Sejak sekolah menengah pertama, aku sudah harus menempuh perjalanan lebih dari 30 km setiap harinya dengan kendaraan umum. Saat itu tidak banyak pelajar seusiaku yang menempuh perjalanan sepanjang itu sendirian setiap harinya.

Berbagai moda transportasi ibukota sudah aku rasakan saat itu. Dari angkot yang enggan mengangkut penumpang berseragam putih biru, metromini yang banyak copetnya, koanbisata yang selalu ugal-ulagan, atau patas mayasari bakti yang rawan tawuran pelajar adalah pilahan moda trasportasi saat itu.

Jalanan ibukota mengajariku banyak ilmu. Mengenalkanku pada ragam rupa wajah Jakarta. Sudut pesing terminal, pojok gelap kolong jembatan, trotoar tempat manusia gerobak beristirahat, pedagang asongan perempatan; atau gedung mewah perkantoran, rumah gedong desain minimalis atau dengan pilar-pilar eropa di terasnya, taman yang indah dengan lampu-lampu berkerlip setiap malamnya.

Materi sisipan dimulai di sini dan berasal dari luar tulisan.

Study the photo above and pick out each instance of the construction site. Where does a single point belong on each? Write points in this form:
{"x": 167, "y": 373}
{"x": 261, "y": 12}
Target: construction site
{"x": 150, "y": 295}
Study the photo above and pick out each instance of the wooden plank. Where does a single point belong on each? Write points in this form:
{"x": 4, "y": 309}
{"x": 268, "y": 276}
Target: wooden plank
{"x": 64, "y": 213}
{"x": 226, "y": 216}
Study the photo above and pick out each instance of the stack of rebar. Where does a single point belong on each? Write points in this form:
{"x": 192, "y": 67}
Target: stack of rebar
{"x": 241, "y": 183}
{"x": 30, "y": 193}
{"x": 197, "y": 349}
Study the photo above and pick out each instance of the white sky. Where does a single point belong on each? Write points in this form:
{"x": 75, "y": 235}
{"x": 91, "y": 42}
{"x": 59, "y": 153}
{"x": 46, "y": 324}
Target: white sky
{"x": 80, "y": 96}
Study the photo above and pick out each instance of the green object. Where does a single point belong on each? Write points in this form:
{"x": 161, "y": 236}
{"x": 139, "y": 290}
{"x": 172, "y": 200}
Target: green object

25 km, sendirian, hampir setiap hari, menjadikan mandiri bukanlah sebuah pilihan, tetapi kewajiban. Aku terbiasa untuk menjaga diri ku tetap dalam kondisi baik. Aku terbiasa duduk terdiam dan memperhatikan orang-orang disekitarku. Intuisiku terasah untuk mengenali orang baik atau jahat, sehat atau sakit, senang atau sedih, bijaksana atau egois.

Pengalaman tidak menyenangkan di jalan-jalan ibukota menjadikan aku tidak mudah mempercayai orang asing. Kemacetan melatihku untuk bersabar. Ibu hamil, perempuan dengan balita, dan orang renta menjadikanku menghargai kekuatan. Kecelakaan lalulintas yang terkadang ku temui menjadikan aku menghargai kesehatan. Pengamen jalanan mengajariku perjuangan. Pekerja dengan pakaian rapi nya merupakan guruku untuk berkarya.

Jalanan ibukota terlihat selalu berbeda setiap waktunya. Tetapi sesungguhnya tidak ada yang berubah. Nilai-nilai kemanusiaan yang arif maupun tidak tetap selalu ada.